Et puis au fil du temps, je me rendis compte, non sans une certaine amertume, que l'amour m'était indispensable. Non pas que mes fidèles PC ne m'apportassent plus la stabilité que j'avais avant, mais disons que ça ne suffisait plus. Oui c'était comme ça avant, et c'était très bien d'ailleurs : un PC et j'étais heureux. Mais ça a changé.

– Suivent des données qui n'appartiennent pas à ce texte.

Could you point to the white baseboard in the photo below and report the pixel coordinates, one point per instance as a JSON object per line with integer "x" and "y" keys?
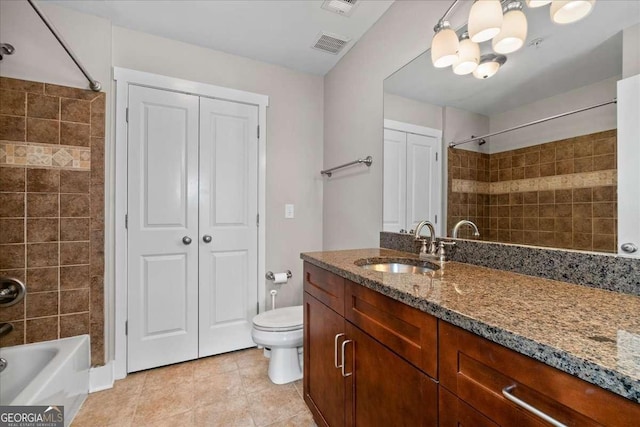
{"x": 101, "y": 378}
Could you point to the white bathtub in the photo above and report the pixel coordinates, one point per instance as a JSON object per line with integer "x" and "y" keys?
{"x": 47, "y": 373}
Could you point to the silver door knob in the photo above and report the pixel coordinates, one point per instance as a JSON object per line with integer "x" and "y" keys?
{"x": 629, "y": 248}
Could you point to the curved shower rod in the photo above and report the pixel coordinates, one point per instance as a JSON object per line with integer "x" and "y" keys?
{"x": 93, "y": 84}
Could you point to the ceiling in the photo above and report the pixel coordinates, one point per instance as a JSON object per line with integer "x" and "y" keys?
{"x": 570, "y": 56}
{"x": 275, "y": 31}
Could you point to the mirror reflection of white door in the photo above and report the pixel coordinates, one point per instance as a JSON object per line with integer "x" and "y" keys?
{"x": 412, "y": 176}
{"x": 192, "y": 172}
{"x": 628, "y": 161}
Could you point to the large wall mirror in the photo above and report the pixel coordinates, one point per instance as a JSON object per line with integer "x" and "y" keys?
{"x": 552, "y": 184}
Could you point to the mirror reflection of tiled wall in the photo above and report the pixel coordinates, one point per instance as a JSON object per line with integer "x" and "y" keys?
{"x": 52, "y": 211}
{"x": 559, "y": 194}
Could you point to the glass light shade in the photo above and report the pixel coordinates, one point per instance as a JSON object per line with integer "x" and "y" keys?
{"x": 486, "y": 70}
{"x": 568, "y": 11}
{"x": 468, "y": 57}
{"x": 537, "y": 3}
{"x": 485, "y": 20}
{"x": 444, "y": 48}
{"x": 513, "y": 33}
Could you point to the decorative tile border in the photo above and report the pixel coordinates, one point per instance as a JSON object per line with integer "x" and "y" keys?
{"x": 558, "y": 182}
{"x": 45, "y": 156}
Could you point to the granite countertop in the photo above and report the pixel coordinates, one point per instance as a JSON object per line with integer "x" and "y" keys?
{"x": 589, "y": 333}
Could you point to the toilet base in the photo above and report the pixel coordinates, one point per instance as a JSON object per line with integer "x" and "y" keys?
{"x": 284, "y": 365}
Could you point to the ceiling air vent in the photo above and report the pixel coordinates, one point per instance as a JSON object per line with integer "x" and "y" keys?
{"x": 331, "y": 43}
{"x": 341, "y": 7}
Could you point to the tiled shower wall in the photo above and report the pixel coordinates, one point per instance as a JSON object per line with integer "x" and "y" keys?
{"x": 52, "y": 211}
{"x": 560, "y": 194}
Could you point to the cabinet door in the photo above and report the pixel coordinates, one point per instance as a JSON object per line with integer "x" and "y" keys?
{"x": 324, "y": 389}
{"x": 384, "y": 389}
{"x": 454, "y": 412}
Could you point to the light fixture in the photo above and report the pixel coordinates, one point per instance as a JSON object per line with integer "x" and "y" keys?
{"x": 444, "y": 46}
{"x": 537, "y": 3}
{"x": 468, "y": 56}
{"x": 568, "y": 11}
{"x": 485, "y": 20}
{"x": 489, "y": 65}
{"x": 514, "y": 30}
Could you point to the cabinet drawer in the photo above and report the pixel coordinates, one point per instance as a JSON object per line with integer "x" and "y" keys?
{"x": 407, "y": 331}
{"x": 478, "y": 371}
{"x": 325, "y": 286}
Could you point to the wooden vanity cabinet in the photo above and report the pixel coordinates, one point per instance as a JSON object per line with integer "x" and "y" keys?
{"x": 378, "y": 383}
{"x": 477, "y": 371}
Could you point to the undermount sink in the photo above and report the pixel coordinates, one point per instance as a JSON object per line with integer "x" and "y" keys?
{"x": 407, "y": 266}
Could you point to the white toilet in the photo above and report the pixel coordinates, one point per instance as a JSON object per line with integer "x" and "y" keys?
{"x": 281, "y": 331}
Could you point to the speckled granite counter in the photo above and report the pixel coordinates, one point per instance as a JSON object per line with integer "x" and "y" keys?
{"x": 590, "y": 333}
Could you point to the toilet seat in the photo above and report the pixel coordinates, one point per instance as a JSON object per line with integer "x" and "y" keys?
{"x": 279, "y": 320}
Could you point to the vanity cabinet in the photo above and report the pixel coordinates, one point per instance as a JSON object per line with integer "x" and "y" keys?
{"x": 364, "y": 355}
{"x": 488, "y": 376}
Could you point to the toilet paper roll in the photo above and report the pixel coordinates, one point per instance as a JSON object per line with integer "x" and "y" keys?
{"x": 280, "y": 278}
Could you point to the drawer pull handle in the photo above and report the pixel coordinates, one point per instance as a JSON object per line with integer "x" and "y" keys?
{"x": 344, "y": 344}
{"x": 506, "y": 392}
{"x": 335, "y": 351}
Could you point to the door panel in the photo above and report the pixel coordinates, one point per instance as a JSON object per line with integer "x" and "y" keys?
{"x": 423, "y": 183}
{"x": 394, "y": 181}
{"x": 162, "y": 209}
{"x": 228, "y": 273}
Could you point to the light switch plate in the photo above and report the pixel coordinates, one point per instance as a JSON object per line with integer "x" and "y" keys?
{"x": 288, "y": 211}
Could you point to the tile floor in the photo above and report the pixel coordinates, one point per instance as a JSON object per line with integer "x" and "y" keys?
{"x": 232, "y": 389}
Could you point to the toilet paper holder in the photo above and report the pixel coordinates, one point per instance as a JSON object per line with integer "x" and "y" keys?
{"x": 271, "y": 276}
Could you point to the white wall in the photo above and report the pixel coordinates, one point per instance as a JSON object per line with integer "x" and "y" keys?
{"x": 407, "y": 110}
{"x": 596, "y": 120}
{"x": 294, "y": 117}
{"x": 353, "y": 102}
{"x": 460, "y": 125}
{"x": 631, "y": 51}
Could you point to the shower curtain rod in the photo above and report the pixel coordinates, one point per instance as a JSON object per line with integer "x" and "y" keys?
{"x": 535, "y": 122}
{"x": 93, "y": 84}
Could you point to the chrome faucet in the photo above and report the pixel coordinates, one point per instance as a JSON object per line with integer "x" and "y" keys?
{"x": 428, "y": 250}
{"x": 5, "y": 329}
{"x": 456, "y": 227}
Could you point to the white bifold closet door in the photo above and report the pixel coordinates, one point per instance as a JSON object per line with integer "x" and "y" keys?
{"x": 411, "y": 180}
{"x": 192, "y": 173}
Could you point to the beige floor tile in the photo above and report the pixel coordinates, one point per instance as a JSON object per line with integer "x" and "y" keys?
{"x": 214, "y": 365}
{"x": 250, "y": 358}
{"x": 216, "y": 388}
{"x": 160, "y": 402}
{"x": 234, "y": 412}
{"x": 303, "y": 419}
{"x": 169, "y": 376}
{"x": 256, "y": 378}
{"x": 268, "y": 406}
{"x": 185, "y": 419}
{"x": 299, "y": 388}
{"x": 111, "y": 411}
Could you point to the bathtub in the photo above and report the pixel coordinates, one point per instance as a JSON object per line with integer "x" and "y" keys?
{"x": 47, "y": 373}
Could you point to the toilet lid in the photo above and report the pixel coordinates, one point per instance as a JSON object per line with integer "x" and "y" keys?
{"x": 280, "y": 319}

J'ai donc voulu chercher l'homme qui pourrait m'aimer, sincèrement. J'ai cherché longtemps. Plus d'un an et demi, depuis que j'étais sur Zag, je cherchais. En vain. Personne chez moi. Les jours défilaient et je voyais le reste du monde, que des hétéros et aucun homo, se caser avec cette fille ou celle-là. Et je me regardais le matin dans une glace en me disant : mais qui tu es toi ? Pas un mec normal c'est sûr.

Je poursuivais donc ma vie, avec ce besoin en moi qui n'arrêtait pas de grandir. Allais-je trouver l'amour ? Et puis un jour, : oh surprise... un contact, enfin, après tous ces longs mois...

Il correspondait parfaitement au profil, mais nous ne détaillerons pas ici cette histoire, mal digérée encore. Un SMS bidon l'a fait tourner court il y a plus de deux mois déjà.

Aujourd'hui je suis donc seul, et pas qu'un peu. Pas de connaissances homos réelles, juste une classe d'hétéros totalement beaufs qui passent leurs journées à se balancer tout le contenu de leurs trousses en cours, ou a te sortir des vannes foireuses et a te poser l'ultime question, oh oui l'ultime question que tu n'as pas demandée: "Est-ce que t'es gay?". Mais enfin, qu'est-ce que ça peut bien te faire à toi que je suis gay ou pas. Si je disais oui, je serais le phénomène de foire que tout le monde viendra questionner. Si je disais non, je ne serais pas en accord avec moi-même. Si je ne dis rien, comme c'est toujours le cas, ils prendront ça pour un oui...

Et je les vois, pour certains heureux avec leur copine, grand bien leur fasse, ils sont heureux ceux-là. Pour d'autres et c'est la majorité des cas que je vois, gaspillant fièrement l'amour que ces filles leur porte. Ça me dégoûte.

Tout cela pour dire que la vie, on dira ce qu'on voudra, elle est par nature injuste. Moi je ne demandais rien d'autre que la sincérité d'un amour durable. J'ai perdu espoir de le trouver. Je songe déjà à me réfugier dans mes PC, mais je sais déjà que ça ne suffira pas. Ça suffit plus. Mais rien que mon coming-out m'a fait endurer une épreuve dure qui m'a blindé encore plus que je ne l'étais auparavant contre la vie. Mais pour combien de temps encore?

Voilà une partie, toute petite, de l'histoire de la vie d’Antho, un type qui n'as jamais été comme les autres.

Si vous avez lu jusqu'ici, merci à vous, et à bientôt.